C’est l’une des premières questions à poser et à se poser : Comment sécuriser mon application, mon infrastructure ?

Mais c’est quoi la sécurité ? 

Vaste question aux réponses multiples, mais dans notre cas, appuyons nous sur l’acronyme DICT : Disponibilité, Intégrité, Confidentialité, Traçabilité en y ajoutant la PDMA, acronyme barbare indiquant la Perte de Données Maximum Admissible (RPO en anglais). 

Détaillons alors ce qu'implique chacun des termes de la DICT, puis la PDMA.

Disponibilité

C’est le reflet de la capacité d’une application à être résiliente (pensez à résistante) à tout événement pouvant générer un arrêt de service.

Elle doit répondre aux exigences exprimées par le demandeur : combien de temps peut-on s’arrêter en cas de sinistre mineur (l’arrêt d’une machine par exemple) ou de sinistre majeur (une météorite s’écrasant sur un datacenter ou encore une inondation) ?

Ce double besoin est souvent exprimé sous forme de DIMA ou Durée d’Interruption Maximum Admissible (RTO en anglais) en heures ou encore sous la forme d’un objectif de service (SLO en anglais) en pourcentage du type 99,999% du temps soit 5,26 minutes d’interruption par an.

Intégrité

Comme son nom l’indique, il s’agit de s’assurer qu’une donnée n’est pas modifiée indûment, encore une fois le plus souvent dans un cadre sensible ou légal. Pour reprendre notre exemple précédent, vous pourrez vous assurer que notre recette n’a pas pu être modifiée par quelqu’un d’autre que le chef cuisinier.

Confidentialité

Vous trouverez dans la plupart des entreprises une classification de la sensibilité de leurs données, en fonction de l’impact de leur publication.
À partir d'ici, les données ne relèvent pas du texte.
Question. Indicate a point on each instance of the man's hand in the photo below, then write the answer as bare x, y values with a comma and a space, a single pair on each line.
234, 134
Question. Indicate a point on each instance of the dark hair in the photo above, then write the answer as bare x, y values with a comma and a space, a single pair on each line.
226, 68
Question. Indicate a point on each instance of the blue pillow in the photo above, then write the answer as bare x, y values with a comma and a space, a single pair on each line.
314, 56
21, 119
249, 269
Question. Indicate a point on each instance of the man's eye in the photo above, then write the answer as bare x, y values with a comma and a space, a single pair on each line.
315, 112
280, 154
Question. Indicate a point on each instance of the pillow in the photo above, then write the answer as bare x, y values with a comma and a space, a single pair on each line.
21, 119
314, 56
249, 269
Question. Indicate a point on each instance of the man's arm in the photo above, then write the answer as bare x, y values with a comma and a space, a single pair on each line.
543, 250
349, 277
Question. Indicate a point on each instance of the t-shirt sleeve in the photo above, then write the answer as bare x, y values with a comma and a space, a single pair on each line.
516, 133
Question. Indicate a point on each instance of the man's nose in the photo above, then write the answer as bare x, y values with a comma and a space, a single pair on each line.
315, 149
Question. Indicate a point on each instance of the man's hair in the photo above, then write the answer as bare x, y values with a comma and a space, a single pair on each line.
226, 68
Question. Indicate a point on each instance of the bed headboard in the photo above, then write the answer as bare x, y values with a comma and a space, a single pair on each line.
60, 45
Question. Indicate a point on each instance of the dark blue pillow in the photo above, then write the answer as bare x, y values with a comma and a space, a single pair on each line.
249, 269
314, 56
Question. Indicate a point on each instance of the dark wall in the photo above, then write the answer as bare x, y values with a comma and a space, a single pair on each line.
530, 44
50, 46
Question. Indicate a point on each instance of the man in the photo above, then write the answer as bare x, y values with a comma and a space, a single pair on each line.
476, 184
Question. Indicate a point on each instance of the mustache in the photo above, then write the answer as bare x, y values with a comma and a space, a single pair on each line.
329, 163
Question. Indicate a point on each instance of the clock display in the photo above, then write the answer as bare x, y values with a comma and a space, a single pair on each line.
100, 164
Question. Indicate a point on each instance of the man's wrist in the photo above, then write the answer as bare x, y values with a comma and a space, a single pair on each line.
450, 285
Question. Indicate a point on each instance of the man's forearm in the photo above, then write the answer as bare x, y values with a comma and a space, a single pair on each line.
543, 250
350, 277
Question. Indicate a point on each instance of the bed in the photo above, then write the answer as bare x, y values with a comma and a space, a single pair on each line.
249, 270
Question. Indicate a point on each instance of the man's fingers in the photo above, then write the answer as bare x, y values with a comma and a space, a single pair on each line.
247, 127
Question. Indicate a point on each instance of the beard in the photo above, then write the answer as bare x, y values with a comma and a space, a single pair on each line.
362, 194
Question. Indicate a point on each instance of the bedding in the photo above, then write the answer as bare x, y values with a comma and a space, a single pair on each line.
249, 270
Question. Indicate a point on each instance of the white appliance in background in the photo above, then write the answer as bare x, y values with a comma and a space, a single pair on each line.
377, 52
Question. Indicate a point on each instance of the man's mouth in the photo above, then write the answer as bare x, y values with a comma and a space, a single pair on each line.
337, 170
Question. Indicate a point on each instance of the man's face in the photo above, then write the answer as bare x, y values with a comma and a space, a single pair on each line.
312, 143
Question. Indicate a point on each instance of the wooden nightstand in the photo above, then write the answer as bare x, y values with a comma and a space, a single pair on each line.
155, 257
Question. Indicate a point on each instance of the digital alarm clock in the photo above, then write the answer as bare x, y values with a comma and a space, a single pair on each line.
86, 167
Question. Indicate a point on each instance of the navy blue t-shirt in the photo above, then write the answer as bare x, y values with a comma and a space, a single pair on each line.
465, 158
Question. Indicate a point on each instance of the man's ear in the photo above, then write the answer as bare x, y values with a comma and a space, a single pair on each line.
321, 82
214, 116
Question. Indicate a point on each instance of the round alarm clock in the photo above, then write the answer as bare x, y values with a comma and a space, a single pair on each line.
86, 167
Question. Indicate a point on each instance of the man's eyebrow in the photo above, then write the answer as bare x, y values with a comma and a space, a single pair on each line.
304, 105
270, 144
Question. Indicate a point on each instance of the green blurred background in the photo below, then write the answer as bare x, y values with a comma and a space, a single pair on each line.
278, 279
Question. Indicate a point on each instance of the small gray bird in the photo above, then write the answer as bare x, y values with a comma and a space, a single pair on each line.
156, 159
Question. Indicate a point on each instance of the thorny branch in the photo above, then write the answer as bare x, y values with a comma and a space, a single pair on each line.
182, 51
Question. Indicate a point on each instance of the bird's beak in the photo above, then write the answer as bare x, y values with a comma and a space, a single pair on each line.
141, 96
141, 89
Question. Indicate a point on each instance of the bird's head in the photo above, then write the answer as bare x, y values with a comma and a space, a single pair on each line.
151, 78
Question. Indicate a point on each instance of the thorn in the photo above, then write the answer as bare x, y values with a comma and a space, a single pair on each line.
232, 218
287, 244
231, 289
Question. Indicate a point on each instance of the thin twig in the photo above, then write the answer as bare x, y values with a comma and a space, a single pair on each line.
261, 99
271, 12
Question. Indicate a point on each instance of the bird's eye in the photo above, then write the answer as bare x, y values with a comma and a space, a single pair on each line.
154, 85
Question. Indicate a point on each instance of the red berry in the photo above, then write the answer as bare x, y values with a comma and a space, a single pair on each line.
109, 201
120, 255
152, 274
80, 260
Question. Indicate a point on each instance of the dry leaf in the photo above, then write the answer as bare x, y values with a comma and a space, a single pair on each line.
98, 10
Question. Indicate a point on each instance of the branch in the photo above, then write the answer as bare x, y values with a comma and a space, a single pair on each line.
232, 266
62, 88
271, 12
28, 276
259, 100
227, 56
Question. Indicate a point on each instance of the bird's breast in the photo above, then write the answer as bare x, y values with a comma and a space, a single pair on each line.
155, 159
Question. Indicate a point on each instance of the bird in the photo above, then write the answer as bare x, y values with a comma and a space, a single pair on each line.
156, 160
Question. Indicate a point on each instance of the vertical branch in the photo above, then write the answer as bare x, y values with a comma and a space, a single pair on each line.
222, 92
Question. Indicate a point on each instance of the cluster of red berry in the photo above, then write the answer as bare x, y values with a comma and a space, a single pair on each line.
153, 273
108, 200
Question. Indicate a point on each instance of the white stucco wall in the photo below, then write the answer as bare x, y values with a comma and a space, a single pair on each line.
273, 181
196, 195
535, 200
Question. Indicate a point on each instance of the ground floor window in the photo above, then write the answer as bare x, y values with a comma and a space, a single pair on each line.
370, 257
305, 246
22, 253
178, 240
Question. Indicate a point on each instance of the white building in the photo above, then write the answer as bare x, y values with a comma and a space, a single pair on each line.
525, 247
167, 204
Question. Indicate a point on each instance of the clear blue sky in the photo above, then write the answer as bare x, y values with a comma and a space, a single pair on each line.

On peut distinguer deux types de données confidentielles : celles très sensibles qui touchent au métier de l’entreprise et dégraderaient sa capacité à continuer son activité en cas de fuite ou de corruption et celles, réglementaires, qui légalement doivent être protégées, gardées secrètes ou supprimées (on pense à la RGPD, notamment).

Par exemple la recette du célèbre gâteau à la fraise qui fait la réputation d’un restaurant ou, côté légal, les dossiers du personnel.

Traçabilité

C’est la capacité à garder une preuve de l’accès ou de la modification d’une donnée, dans le temps. Cette notion est particulièrement pertinente pour les données réglementées ou celles, souvent confidentielles, qui ne doivent être consultées que par peu de personnes.

Dans notre restaurant, vous pourrez ainsi vérifier que seuls les cuisiniers ont pu consulter la recette, et pas les serveurs, mêmes s’ils peuvent accéder à la cuisine.

PDMA – La Perte de Données Maximale Admissible

Sous ce nom barbare se cache le dernier pan de la sécurité dans l’architecture, c’est l’existence même de la donnée qu’il faut pouvoir assurer. En effet, les cas de corruption et surtout de suppression accidentelle sont assez courants et nécessitent d’être envisagés en amont lors de la conception d’un système.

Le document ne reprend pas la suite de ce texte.